Whenever we get toward the end of June, there is always a lot of speculation about what the weather will be like during pollination. The U.S. corn crop this year might reach 50% pollination on July 15-16-17. Pollination is the most important time for corn of course, but several weeks prior to pollination and several weeks after pollination are also very important. The size of the ear is determined prior to pollination and the number of kernels filled successfully is determined after pollination.

Number of rows of kernels - The number of rows around the ear is determined starting when the plant has 5 leaves and it ends when there are about 8 leaves. Therefore, several weeks prior to pollination, the number of rows of kernels has been set. Any significant moisture stress during this period can result in a low number of rows of kernels. The average number of rows is usually about 16. If the conditions are very good, there might be 18 or 20 rows. If the conditions are very bad, there might be 12 or 14 rows.

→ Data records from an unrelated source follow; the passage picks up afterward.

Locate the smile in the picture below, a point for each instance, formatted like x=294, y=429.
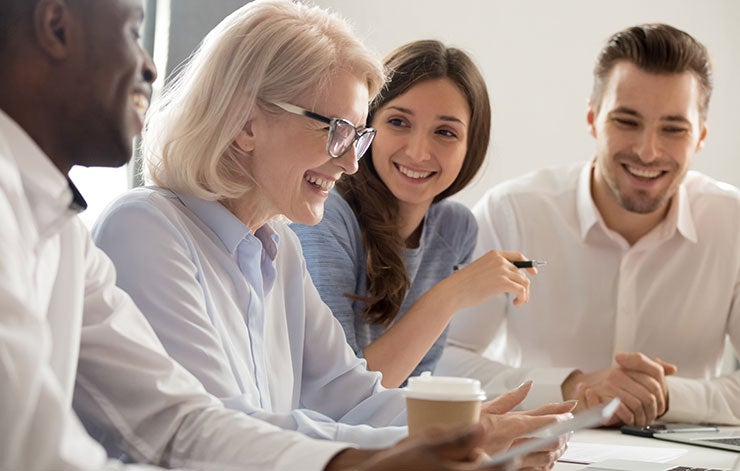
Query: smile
x=643, y=173
x=412, y=173
x=140, y=102
x=325, y=185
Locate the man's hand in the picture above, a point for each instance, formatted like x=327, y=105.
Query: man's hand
x=504, y=428
x=436, y=450
x=637, y=380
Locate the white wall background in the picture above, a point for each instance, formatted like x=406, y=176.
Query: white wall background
x=537, y=57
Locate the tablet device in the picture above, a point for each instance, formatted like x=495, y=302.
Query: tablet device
x=593, y=417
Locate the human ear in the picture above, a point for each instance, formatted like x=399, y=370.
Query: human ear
x=591, y=119
x=245, y=139
x=702, y=137
x=51, y=22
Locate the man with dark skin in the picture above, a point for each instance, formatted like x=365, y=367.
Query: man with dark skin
x=74, y=87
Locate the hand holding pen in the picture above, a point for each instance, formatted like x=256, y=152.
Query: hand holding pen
x=517, y=263
x=494, y=273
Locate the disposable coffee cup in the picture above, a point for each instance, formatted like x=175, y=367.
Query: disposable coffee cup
x=442, y=401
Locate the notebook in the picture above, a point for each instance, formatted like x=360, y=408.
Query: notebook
x=594, y=417
x=624, y=465
x=724, y=440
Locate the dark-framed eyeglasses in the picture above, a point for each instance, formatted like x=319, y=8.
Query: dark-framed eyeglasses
x=342, y=133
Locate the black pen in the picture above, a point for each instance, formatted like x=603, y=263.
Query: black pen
x=517, y=263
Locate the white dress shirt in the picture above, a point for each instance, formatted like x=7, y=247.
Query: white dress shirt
x=672, y=295
x=66, y=329
x=240, y=312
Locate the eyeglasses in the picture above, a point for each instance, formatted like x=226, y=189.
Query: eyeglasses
x=342, y=133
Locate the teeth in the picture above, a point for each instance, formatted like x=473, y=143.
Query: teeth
x=140, y=102
x=643, y=173
x=325, y=185
x=412, y=174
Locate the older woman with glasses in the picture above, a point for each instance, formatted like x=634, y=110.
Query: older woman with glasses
x=266, y=117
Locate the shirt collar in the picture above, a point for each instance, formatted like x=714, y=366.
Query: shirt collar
x=679, y=215
x=229, y=229
x=52, y=196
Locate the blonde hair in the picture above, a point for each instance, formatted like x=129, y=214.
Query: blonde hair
x=266, y=51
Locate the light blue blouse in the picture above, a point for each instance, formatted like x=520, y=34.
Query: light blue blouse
x=241, y=313
x=336, y=260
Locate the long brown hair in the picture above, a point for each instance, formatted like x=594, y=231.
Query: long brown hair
x=373, y=203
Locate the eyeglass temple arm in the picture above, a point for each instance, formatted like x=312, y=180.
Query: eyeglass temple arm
x=300, y=111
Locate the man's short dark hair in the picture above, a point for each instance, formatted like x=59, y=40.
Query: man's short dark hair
x=656, y=48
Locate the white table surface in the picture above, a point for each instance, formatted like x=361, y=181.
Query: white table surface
x=694, y=456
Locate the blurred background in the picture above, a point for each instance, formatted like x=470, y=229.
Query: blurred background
x=536, y=56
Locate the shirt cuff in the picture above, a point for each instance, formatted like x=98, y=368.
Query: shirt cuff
x=311, y=454
x=685, y=401
x=371, y=437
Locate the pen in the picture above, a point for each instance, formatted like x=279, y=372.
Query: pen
x=517, y=263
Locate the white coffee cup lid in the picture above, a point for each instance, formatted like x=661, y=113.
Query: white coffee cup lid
x=444, y=388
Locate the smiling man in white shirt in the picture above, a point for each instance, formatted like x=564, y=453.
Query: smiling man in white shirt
x=643, y=274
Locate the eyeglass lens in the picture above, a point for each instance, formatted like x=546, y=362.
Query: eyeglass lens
x=343, y=136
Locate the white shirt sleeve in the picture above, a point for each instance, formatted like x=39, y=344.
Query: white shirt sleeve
x=154, y=409
x=202, y=326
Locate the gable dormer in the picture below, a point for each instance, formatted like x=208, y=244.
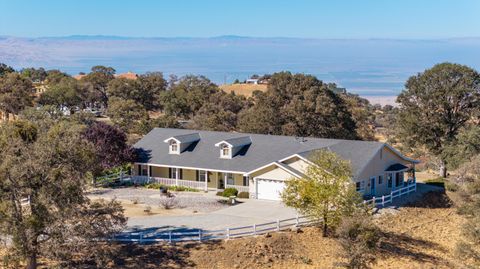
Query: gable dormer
x=177, y=144
x=230, y=147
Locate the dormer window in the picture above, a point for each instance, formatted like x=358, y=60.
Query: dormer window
x=225, y=153
x=173, y=147
x=179, y=143
x=229, y=148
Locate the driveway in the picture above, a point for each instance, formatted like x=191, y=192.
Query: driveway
x=247, y=213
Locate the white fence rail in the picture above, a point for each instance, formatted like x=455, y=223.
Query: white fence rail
x=204, y=235
x=385, y=199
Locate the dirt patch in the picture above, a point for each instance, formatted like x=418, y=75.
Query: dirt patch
x=142, y=210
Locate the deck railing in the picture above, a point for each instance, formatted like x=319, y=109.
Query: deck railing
x=385, y=199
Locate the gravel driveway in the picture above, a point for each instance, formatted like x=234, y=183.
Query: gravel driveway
x=194, y=201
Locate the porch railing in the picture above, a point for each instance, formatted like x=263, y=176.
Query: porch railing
x=168, y=181
x=238, y=187
x=385, y=199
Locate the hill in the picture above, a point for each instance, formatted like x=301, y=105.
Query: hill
x=243, y=89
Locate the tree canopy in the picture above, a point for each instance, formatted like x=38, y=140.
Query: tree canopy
x=43, y=207
x=326, y=193
x=435, y=105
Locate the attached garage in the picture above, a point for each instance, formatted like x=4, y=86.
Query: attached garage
x=268, y=189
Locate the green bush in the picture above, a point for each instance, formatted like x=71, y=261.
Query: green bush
x=440, y=182
x=230, y=192
x=181, y=188
x=451, y=186
x=243, y=194
x=155, y=186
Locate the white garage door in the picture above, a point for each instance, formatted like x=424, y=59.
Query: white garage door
x=268, y=189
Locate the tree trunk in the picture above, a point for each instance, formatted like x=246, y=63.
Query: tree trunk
x=32, y=261
x=325, y=226
x=443, y=169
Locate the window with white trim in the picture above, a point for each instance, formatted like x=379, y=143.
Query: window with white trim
x=173, y=147
x=225, y=151
x=229, y=179
x=380, y=180
x=360, y=185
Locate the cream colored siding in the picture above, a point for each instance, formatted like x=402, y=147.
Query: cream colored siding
x=189, y=174
x=160, y=172
x=276, y=173
x=376, y=167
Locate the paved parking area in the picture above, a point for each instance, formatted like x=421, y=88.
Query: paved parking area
x=247, y=213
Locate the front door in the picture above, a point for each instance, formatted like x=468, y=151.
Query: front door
x=220, y=182
x=372, y=186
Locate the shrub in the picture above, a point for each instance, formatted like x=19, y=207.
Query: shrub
x=168, y=202
x=148, y=210
x=451, y=186
x=358, y=237
x=181, y=188
x=230, y=192
x=440, y=182
x=155, y=186
x=243, y=194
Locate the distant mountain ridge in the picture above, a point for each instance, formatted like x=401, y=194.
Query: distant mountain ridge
x=370, y=67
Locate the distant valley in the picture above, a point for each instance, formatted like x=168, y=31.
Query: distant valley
x=369, y=67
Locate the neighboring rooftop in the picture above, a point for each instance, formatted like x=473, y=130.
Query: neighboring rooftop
x=263, y=150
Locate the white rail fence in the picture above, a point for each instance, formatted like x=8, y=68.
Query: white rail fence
x=385, y=199
x=204, y=235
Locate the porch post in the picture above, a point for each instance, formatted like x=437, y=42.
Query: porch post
x=206, y=180
x=148, y=173
x=176, y=176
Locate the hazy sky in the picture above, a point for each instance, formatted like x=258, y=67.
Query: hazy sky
x=266, y=18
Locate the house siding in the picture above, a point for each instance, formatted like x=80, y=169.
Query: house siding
x=376, y=167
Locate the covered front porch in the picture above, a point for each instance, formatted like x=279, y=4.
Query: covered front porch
x=202, y=179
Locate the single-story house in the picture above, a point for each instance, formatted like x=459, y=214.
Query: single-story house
x=260, y=164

Number of kernels per row - The length of the ear, or the number of kernels per row, is determined starting when there about 12 leaves and ending at about 15 leaves. This is basically when the plant has reached full height, but prior to pollination. Moisture stress during this period can result in shorter than average ear lengths.

Pollination - The most important period for corn is the approximately 10-day period when the crop is pollinating. The ideal situation during pollinating would be cool and sunny days with plenty of soil moisture. The worst condition would be a combination of hot and dry conditions. If it is too hot and dry, the pollen shedding period may be shorter than normal and the emergence of the silks may be delayed. The pollen shedding period may end before all the silks have emerged resulting in the "nick" being off. The "nick" is the timing between when there is live pollen and receptive silks. A lot of things can go wrong during pollination, so it needs to be closely monitored.

Grain filling - Once the corn has pollinated, the plant still needs adequate moisture to fill all the kernels. If it turns hot and dry after pollination, there may be kernel abortion at the tip of the ear, or what is called tip-back. If the plant runs out of moisture before the filling process is complete, the kernels may be shallow and light weight resulting in lower yields. The ideal situation would be for a slow and long period of grain filling. Those conditions would result in deep and heavy kernels and high yields.

Since we are discussing pollination, one of the concerns this year will be the corn in the eastern Corn Belt that had to be replanted due to spotty stands or being drown out. This very late planted corn probably won't pollinate until August when there is a greater possibility of hot and dry conditions.